Korean and Vietnamese food seesm to be the quickest but there is not much difference between the cuisines in averall.

Question 13: The company wants to provide a promotional offer in the advertisement of the restaurants. The condition to get the offer is that the restaurants must have a rating count of more than 50 and the average rating should be greater than 4. Find the restaurants fulfilling the criteria to get the promotional offer. [1.5 marks]¶

In [ ]:
# Convert 'rating' column to numeric values
df['rating_numeric'] = pd.to_numeric(df['rating'], errors='coerce')

# Filter the data based on the criteria
promotional_restaurants = df.groupby('restaurant_name').filter(lambda x: len(x) > 50 and x['rating_numeric'].mean() > 4)
promotional_restaurants
In [ ]:
# Create a pivot table with restaurant name, average of 'rating_numeric', and count of 'order_id'
pivot_table = pd.pivot_table(df, values=['rating_numeric', 'order_id'], 
                             index='restaurant_name', 
                             aggfunc={'rating_numeric': 'mean', 
                                      'order_id': 'count'})
pivot_table
Out[ ]:
order_id rating_numeric
restaurant_name
'wichcraft 1 5.000000
12 Chairs 4 4.500000
5 Napkin Burger 5 4.000000
67 Burger 1 5.000000
Alidoro 1 NaN
... ... ...
Zero Otto Nove 2 4.000000
brgr 2 3.000000
da Umberto 3 5.000000
ilili Restaurant 18 4.153846
indikitch 4 4.500000

178 rows × 2 columns

In [ ]:
# Filter the pivot table based on the criteria of count of orders > 50 and average rating > 4
filtered_pivot_table = pivot_table[(pivot_table['order_id'] > 50) & (pivot_table['rating_numeric'] > 4)]

# Print the filtered pivot table
print(filtered_pivot_table)
                           order_id  rating_numeric
restaurant_name                                    
Blue Ribbon Fried Chicken        96        4.328125
Blue Ribbon Sushi               119        4.219178
Parm                             68        4.128205
RedFarm Broadway                 59        4.243902
RedFarm Hudson                   55        4.176471
Shake Shack                     219        4.278195
The Meatball Shop               132        4.511905

Observations:¶

There are 7 restaurants fitting to the criteria given:

  • Blue Ribbon Fried Chicken
  • Blue Ribbon Sushi
  • Parm
  • RedFarm Broadway
  • RedFarm Hudson
  • Shake Shack
  • The Meatball Shop

Question 14: The company charges the restaurant 25% on the orders having cost greater than 20 dollars and 15% on the orders having cost greater than 5 dollars.
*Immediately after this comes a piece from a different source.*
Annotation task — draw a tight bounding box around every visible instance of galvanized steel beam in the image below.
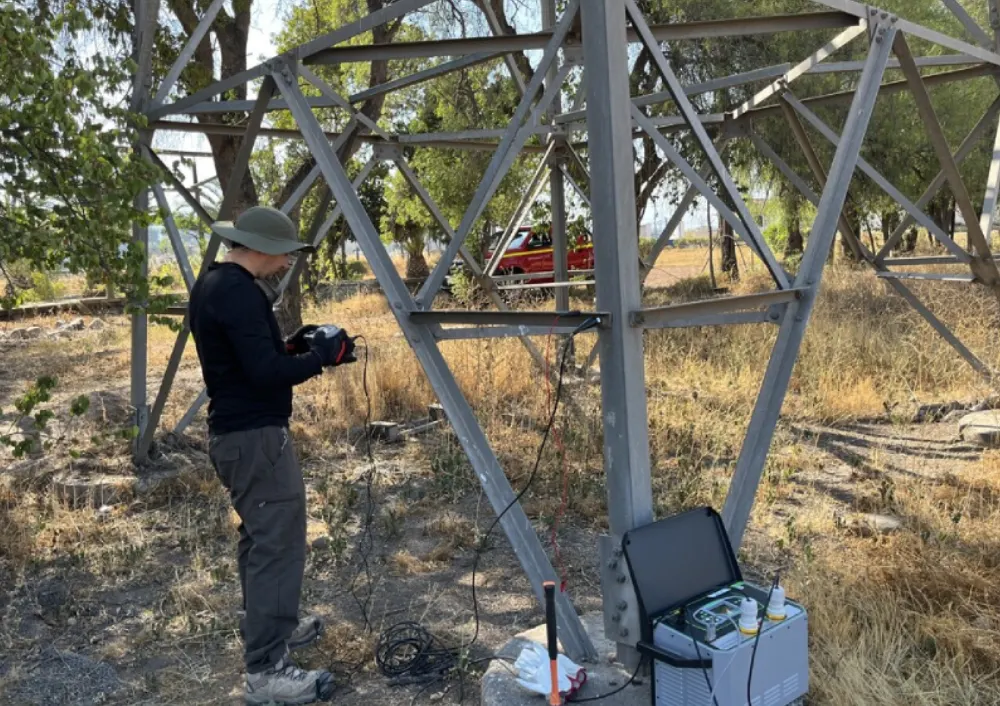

Find the net revenue generated by the company across all orders. [1.5 marks]¶

In [ ]:
# Calculate the revenue for each order
df['revenue'] = 0

# Apply the charging percentages
df.loc[df['cost_of_the_order'] > 20, 'revenue'] = df['cost_of_the_order'] * 0.25
df.loc[(df['cost_of_the_order'] > 5) & (df['cost_of_the_order'] <= 20), 'revenue'] = df['cost_of_the_order'] * 0.15

# Calculate the net revenue across all orders
net_revenue = df['revenue'].sum()

# Print the net revenue
print("Net Revenue: $", net_revenue)
Net Revenue: $ 6166.303

Observations:¶

Company's net revenue across all the orders: $ 6166.303

Question 15: The company wants to analyze the total time required to deliver the food. What percentage of orders take more than 60 minutes to get delivered from the time the order is placed? (The food has to be prepared and then delivered.) [1 marks]¶

In [ ]:
# Calculate the total time required for each order (food preparation time + delivery time)
df['total_time'] = df['food_preparation_time'] + df['delivery_time']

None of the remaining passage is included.